Lumayan banyak yang menonton. Bahkan ada yang menanyakan padaku di kolom komentar, meminta izin menggunakan laguku untuk dia pakai dalam kontennya. Aku tidak terlalu ketat dengan hak cipta lagu ini, jadi aku izinkan saja. Hanya saja aku tidak memberikan font Karawil padanya karena ingin melihat bagaimana dia bisa membuat konten alfabet dengan abjad Karawil yang dia kreasikan sendiri. Setelah kulihat video abjad Karawil yang dia unggah, dia memang bisa membuat font abjad Karawil-nya sendiri, yang serif maupun sans serif. Dengan modifikasi dari font alfabet latin dan sirilik yang sudah ada.
Aku memang agak lumayan kenal konten kreator ini. Dia membuat konten berupa video lagu abjad dari berbagai bahasa. Kalau aku boleh menilai, dia … kreatif apa adanya. Latar putih, huruf warna-warni dengan wajah, tangan, dan kaki. Itu saja. Konten favoritku adalah lagu abjad Kazakhstan. Entah dia dapat lagu itu dari mana, tapi aku suka lagu itu.
Sebenarnya konten kreator lagu abjad latar putih huruf warna-warni berwajah tangan-kaki ini ada banyak. Beberapa diantaranya mungkin bisa dikatakan sebagai peniru, tapi aku anggap saja mereka semua seperti komunitas tersendiri. Aku pun bisa terbilang juga meniru mereka, hanya saja dengan gayaku sendiri.. 👀.
Ketika aku iseng mengetik kata “Karawil” di bilah pencarian YouTube, aku terkesan bahwa ternyata banyak yang membuat video abjad Karawil-nya sendiri menggunakan laguku. Aku merasa viral, walau sebetulnya tidak terlalu, karena sebarannya mungkin hanya sekomunitas itu saja.
Tulisan tangan
Ketika aku menulis abjad Karawil dengan mengikuti bentuk dari font-nya, prosesnya tidak secepat ketika aku menulis huruf latin. Sebenarnya, huruf manapun termasuk latin memang akan lebih lambat ditulis bila dibuat terlalu rapih mengikuti bentuk cetaknya. Maka dari itu aku mencari urutan tarikan garis yang tepat untuk mempermudah penulisan huruf Karawil.
![]() |
| Pangram abjad Karawil dalam bahasa Indonesia |
Jadi begitulah proses terciptanya aksara rekaanku sendiri.
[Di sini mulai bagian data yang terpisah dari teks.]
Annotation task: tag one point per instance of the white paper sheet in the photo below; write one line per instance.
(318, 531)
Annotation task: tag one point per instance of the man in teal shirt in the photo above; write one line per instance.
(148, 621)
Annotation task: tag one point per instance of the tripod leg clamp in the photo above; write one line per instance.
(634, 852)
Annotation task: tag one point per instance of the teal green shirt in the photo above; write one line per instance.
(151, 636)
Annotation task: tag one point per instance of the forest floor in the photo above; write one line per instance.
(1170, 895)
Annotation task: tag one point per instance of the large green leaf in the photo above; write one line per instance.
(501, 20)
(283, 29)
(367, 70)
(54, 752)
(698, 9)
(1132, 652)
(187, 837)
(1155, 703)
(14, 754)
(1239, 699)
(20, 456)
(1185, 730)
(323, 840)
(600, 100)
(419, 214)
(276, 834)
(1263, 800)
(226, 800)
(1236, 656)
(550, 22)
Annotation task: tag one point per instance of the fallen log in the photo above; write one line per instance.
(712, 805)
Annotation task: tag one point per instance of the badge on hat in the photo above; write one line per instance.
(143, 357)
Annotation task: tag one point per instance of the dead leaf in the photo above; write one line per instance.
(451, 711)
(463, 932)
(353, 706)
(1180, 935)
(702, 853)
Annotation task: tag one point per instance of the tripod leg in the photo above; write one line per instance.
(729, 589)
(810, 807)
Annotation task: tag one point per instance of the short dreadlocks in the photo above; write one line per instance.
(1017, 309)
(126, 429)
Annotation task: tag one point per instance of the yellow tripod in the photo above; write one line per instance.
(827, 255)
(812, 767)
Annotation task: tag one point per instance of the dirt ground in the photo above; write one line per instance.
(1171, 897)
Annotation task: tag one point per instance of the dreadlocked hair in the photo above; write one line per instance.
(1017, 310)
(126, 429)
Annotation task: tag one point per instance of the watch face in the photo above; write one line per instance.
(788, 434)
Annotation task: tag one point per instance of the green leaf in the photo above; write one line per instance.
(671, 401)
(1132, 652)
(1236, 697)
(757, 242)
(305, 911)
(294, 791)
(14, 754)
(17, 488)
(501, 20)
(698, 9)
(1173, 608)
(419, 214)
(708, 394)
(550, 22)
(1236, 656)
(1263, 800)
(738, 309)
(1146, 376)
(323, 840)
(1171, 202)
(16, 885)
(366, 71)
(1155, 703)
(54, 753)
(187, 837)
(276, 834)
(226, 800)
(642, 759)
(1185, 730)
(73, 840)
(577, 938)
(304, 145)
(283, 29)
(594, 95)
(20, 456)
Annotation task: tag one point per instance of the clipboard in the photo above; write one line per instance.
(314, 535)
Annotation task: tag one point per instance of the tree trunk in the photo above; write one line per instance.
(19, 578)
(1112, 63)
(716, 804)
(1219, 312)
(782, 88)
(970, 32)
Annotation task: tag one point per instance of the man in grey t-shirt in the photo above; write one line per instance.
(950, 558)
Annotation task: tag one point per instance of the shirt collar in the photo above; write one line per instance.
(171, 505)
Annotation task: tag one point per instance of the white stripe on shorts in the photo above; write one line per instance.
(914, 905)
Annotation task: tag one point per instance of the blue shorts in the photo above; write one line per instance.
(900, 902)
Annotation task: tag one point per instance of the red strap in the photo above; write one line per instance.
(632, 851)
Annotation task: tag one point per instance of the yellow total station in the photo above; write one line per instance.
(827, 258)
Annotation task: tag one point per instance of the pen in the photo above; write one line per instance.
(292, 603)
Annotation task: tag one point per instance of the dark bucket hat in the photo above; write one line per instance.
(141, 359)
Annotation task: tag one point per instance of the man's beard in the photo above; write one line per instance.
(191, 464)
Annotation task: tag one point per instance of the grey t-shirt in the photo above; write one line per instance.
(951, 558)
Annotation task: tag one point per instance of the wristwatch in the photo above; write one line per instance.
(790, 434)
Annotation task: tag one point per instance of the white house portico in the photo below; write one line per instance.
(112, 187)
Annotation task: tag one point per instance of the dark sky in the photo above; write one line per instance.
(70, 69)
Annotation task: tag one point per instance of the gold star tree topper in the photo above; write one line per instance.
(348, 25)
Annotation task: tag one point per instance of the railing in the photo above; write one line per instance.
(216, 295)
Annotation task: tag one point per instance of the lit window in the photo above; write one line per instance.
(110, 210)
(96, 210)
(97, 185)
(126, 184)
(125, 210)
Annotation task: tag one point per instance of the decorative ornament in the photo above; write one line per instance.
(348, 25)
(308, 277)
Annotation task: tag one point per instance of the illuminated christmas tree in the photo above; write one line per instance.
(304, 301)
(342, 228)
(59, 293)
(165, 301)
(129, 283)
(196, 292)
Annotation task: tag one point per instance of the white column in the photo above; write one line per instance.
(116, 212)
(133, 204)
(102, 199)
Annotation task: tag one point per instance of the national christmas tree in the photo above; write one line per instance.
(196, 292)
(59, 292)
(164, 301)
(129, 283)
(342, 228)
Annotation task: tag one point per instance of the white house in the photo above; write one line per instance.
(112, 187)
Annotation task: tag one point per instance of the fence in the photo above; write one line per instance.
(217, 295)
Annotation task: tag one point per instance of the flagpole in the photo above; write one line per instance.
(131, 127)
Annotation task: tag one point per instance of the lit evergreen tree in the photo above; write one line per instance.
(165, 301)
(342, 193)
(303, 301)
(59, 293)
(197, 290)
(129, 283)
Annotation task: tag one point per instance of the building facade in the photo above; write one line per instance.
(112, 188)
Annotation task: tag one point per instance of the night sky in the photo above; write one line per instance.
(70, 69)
Kalau ditanya gunanya apa, aksaraku ini bisa saja dipakai untuk menulis kalimat rahasia jika tidak ingin tulisannya dibaca orang lain. Tapi tidak akan jadi rahasia lagi jika banyak yang tahu cara baca abjad Karawil setelah baca artikel ini beserta video lagunya.